Hip resurfacing has some advantages over hip replacement. It keeps more of the femur intact and provides greater hip stability after surgery. You can also have a hip replacement in the future if needed.

Hip resurfacing is major surgery with serious risks and potential complications. You may have less invasive treatment options. Consider getting a second opinion about all of your treatment choices before having hip resurfacing. 

Why is hip resurfacing performed? 

Your doctor may recommend hip resurfacing to treat chronic hip pain that interferes with your daily activities or decreases your quality of life. Not everyone is a candidate for hip resurfacing. The best candidates for hip resurfacing are younger than 60, live an active lifestyle, and have strong bones and a large frame. Males tend to meet these requirements more often than females.

People with kidney problems or allergies to metal should not have this surgery. The artificial surfaces in hip resurfacing are metal and can release metal ions into the blood. This is usually not a problem for people with healthy kidneys. 

Your doctor will only consider hip resurfacing if other treatment options have not improved your condition.
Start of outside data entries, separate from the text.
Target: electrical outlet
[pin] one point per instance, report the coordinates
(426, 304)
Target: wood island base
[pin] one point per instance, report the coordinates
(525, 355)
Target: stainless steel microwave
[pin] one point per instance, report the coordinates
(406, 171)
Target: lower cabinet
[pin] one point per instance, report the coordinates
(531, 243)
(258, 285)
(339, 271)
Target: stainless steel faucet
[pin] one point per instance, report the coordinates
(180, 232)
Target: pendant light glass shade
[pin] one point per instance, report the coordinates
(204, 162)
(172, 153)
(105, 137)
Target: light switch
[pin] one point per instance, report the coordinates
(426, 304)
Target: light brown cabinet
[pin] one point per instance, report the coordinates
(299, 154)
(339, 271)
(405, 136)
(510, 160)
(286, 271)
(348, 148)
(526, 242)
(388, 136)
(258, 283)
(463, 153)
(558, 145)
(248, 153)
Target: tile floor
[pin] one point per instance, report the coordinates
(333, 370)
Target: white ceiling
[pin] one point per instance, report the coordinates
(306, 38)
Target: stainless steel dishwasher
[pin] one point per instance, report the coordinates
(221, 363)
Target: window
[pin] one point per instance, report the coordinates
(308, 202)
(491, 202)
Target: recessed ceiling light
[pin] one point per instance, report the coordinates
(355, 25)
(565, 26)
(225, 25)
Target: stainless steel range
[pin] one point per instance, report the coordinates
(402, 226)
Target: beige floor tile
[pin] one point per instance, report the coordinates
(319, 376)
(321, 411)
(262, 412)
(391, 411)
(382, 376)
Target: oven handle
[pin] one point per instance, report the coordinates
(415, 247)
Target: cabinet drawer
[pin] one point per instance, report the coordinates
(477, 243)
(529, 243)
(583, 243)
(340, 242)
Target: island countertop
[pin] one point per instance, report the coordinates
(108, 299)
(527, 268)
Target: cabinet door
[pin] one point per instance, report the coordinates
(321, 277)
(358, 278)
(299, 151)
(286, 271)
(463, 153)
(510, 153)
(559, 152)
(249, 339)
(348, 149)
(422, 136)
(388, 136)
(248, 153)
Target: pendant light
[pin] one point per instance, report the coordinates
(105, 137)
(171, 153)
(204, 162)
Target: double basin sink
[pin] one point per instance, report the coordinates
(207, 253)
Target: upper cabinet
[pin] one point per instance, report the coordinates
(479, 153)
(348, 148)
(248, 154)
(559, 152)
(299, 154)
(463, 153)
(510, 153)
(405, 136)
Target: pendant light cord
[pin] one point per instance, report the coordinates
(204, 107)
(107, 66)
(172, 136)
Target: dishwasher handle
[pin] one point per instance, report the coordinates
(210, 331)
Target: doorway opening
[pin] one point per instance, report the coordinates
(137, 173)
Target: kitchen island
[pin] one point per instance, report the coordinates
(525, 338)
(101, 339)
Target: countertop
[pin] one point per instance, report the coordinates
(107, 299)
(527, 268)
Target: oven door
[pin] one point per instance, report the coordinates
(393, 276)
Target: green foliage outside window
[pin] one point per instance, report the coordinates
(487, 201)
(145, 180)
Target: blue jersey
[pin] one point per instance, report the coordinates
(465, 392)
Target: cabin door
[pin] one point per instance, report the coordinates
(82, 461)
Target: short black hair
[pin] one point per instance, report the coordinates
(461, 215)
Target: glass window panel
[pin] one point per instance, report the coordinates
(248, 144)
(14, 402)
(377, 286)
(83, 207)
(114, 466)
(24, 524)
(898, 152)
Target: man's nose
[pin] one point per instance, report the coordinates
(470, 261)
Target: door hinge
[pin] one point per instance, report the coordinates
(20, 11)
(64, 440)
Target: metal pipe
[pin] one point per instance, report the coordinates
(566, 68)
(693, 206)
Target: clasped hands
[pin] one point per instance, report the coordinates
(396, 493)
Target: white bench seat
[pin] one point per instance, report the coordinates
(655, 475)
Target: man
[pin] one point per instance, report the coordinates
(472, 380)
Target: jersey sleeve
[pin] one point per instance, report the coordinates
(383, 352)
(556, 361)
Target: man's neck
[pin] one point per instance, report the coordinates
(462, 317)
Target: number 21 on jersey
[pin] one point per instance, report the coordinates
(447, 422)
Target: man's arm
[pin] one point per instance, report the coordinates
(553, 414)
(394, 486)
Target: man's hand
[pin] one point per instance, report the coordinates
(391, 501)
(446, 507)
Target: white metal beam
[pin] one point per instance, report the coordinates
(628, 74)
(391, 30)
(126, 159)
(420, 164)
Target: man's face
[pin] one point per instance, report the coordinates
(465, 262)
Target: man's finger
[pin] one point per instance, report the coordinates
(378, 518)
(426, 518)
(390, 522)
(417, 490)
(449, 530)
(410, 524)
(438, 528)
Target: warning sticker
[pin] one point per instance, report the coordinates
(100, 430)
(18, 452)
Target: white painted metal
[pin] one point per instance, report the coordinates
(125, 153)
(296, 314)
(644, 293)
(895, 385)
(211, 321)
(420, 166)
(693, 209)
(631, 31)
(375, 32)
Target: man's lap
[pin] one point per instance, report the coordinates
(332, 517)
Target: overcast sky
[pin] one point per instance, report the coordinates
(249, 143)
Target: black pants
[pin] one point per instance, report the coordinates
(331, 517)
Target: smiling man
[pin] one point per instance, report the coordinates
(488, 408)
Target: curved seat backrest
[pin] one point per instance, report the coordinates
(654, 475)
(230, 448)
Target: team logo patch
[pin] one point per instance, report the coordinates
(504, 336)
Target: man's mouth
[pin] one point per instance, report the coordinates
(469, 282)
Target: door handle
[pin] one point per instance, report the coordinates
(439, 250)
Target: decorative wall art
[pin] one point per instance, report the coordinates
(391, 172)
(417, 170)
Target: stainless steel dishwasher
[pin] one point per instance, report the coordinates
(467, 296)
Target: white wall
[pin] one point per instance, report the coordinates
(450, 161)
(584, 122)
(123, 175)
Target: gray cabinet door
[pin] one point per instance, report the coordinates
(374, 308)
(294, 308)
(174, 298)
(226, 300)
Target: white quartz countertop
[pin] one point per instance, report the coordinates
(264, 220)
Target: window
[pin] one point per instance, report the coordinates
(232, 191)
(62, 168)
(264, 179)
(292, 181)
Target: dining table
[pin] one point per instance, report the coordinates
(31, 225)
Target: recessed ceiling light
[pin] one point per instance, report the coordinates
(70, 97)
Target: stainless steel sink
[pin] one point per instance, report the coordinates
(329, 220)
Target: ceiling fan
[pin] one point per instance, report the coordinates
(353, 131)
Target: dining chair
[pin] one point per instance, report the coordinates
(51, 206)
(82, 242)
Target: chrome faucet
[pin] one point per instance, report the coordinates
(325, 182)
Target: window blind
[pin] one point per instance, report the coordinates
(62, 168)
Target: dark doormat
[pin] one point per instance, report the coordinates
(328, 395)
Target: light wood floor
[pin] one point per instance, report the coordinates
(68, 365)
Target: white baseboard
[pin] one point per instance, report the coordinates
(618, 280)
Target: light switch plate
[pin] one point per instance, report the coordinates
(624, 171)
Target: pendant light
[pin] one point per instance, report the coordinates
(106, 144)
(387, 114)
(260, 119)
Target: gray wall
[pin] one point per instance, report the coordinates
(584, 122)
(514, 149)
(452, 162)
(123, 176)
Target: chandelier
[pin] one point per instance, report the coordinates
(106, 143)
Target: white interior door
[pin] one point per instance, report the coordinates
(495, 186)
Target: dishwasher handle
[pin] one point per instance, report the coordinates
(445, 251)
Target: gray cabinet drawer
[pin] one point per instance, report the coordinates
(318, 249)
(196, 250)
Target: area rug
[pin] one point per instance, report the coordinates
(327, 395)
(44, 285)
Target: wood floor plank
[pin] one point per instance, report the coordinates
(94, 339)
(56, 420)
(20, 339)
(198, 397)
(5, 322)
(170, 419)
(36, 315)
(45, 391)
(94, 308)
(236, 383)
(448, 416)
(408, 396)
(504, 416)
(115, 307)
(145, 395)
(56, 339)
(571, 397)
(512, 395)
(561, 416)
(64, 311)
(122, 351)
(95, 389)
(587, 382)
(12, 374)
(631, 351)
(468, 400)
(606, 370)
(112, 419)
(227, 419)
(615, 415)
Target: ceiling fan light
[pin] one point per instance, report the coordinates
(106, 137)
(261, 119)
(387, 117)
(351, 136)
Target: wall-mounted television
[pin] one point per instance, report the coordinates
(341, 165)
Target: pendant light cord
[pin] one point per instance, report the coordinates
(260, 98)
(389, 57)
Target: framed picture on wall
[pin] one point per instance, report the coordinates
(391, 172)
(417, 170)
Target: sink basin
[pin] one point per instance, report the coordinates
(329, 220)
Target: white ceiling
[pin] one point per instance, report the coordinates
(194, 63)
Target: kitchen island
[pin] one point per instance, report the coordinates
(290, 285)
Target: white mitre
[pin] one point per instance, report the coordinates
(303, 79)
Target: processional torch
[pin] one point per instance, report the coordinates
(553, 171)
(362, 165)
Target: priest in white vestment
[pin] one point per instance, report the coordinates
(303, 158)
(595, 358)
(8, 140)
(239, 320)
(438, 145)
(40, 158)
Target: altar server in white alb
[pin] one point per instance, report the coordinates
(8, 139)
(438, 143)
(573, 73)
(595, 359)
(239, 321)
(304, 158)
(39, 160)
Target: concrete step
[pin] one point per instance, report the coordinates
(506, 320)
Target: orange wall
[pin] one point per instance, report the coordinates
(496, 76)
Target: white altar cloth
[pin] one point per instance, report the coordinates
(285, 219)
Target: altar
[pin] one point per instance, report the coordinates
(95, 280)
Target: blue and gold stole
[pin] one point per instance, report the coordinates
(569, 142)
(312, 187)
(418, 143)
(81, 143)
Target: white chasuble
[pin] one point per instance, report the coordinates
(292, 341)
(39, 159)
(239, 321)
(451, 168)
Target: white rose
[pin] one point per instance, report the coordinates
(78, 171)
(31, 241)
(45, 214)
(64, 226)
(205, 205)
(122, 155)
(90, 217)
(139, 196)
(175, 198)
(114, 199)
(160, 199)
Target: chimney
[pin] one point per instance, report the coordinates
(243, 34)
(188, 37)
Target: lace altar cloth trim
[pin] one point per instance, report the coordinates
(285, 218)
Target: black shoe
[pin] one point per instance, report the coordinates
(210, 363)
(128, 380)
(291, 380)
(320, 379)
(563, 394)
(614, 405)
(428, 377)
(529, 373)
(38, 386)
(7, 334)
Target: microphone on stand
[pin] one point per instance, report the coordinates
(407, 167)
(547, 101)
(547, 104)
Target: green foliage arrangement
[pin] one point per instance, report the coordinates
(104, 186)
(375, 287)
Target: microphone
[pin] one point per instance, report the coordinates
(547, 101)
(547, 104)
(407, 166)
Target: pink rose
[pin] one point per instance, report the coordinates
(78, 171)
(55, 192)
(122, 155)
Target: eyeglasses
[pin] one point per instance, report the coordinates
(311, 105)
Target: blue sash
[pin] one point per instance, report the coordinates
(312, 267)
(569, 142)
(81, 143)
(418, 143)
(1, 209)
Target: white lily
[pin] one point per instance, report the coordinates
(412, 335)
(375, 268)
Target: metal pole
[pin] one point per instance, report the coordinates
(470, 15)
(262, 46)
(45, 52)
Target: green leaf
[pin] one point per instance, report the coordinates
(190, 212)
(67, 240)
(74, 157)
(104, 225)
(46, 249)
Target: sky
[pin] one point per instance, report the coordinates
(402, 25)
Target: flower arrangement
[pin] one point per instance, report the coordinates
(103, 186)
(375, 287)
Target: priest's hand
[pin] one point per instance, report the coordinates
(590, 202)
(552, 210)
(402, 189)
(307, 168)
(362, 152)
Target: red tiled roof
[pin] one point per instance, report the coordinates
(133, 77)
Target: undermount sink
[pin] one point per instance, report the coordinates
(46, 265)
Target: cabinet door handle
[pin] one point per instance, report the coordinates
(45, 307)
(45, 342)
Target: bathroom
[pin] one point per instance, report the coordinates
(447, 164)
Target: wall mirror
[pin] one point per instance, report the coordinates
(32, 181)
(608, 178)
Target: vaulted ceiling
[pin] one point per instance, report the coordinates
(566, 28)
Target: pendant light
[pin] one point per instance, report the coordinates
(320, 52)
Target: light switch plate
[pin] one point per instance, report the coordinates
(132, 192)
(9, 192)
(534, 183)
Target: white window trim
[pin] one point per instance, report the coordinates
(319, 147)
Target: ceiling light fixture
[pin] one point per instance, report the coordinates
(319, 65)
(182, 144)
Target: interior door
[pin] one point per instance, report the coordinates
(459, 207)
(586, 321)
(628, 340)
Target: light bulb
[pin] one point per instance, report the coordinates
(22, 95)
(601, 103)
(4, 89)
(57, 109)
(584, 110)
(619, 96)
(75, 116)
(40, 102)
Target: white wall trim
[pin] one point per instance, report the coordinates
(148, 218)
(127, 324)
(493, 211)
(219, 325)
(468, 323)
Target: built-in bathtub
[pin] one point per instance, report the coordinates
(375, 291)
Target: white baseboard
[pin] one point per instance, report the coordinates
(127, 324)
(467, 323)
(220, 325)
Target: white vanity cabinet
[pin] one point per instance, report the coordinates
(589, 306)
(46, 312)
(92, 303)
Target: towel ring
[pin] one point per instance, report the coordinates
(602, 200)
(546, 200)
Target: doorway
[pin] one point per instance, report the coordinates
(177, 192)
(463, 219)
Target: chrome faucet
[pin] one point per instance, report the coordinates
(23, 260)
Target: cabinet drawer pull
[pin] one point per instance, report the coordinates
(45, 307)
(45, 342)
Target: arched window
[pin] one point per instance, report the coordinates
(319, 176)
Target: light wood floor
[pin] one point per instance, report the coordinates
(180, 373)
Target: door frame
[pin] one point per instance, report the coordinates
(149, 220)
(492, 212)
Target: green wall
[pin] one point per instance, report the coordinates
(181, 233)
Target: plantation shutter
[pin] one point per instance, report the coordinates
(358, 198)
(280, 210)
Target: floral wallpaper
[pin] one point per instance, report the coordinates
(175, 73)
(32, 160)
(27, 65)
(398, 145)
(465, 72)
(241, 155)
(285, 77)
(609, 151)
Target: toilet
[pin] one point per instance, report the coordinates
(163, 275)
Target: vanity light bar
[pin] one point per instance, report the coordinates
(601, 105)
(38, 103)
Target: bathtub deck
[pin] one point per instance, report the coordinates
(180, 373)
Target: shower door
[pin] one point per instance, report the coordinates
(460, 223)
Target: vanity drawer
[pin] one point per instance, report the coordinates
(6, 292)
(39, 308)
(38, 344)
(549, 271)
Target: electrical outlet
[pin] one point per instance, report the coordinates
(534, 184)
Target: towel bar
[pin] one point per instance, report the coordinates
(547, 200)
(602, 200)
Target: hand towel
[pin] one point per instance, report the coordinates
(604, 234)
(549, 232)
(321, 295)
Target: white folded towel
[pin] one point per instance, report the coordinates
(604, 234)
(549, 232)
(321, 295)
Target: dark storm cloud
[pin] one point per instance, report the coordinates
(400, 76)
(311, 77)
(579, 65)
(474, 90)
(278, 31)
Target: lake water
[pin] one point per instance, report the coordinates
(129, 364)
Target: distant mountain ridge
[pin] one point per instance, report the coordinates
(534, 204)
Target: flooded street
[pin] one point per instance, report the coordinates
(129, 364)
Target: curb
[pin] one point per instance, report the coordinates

Ask your doctor about all of your treatment options and consider getting a second opinion.

Your doctor may recommend hip resurfacing to treat chronic hip pain due to degenerative diseases including: 

  • Dysplasia, which is when the hip joint doesn’t develop normally causing the joint to wear out
  • Inflammatory forms of arthritis, including rheumatoid arthritis
  • Osteoarthritis, which is the breakdown of cartilage and bone
  • Osteonecrosis, or death of bone. Osteonecrosis is a rare condition.
  • Traumatic arthritis, which is similar to osteoarthritis and develops after a fracture or severe sprain or strain

Who performs hip resurfacing?

Orthopedic surgeons perform hip resurfacing. Orthopedic surgeons are specially trained to treat problems of the bones and joints. They perform surgery and prescribe other treatments.

How is hip resurfacing performed?

Your hip resurfacing will be performed in a hospital or surgery center. It is major surgery that involves a large incision in the thigh and hip. The incision is usually larger than for hip replacement because the surgery is more difficult. 

Your surgeon will dislocate your hip joint, trim your femur bone, and fit it with a metal cap. Then, your surgeon removes the damaged cartilage from the hip socket and replaces it with a metal liner. Finally, your surgeon will relocate your hip joint to complete the surgery. 

Types of anesthesia 

Your surgeon will perform your hip resurfacing using either general anesthesia or regional anesthesia. 

  • General anesthesia is a combination of intravenous (IV) medications and gases that put you in a deep sleep. You are unaware of the surgery and do not feel any pain. You may also receive a peripheral nerve block infusion in addition to general anesthesia. A peripheral nerve block infusion is an injection or continuous drip of liquid anesthetic. The anesthetic flows through a tiny tube inserted near your surgical site to control pain during and after surgery.
  • Regional anesthesia is also known as a nerve block. It involves injecting an anesthetic around certain nerves to numb a large area of the body. You will likely have sedation with regional anesthesia to keep you relaxed and comfortable.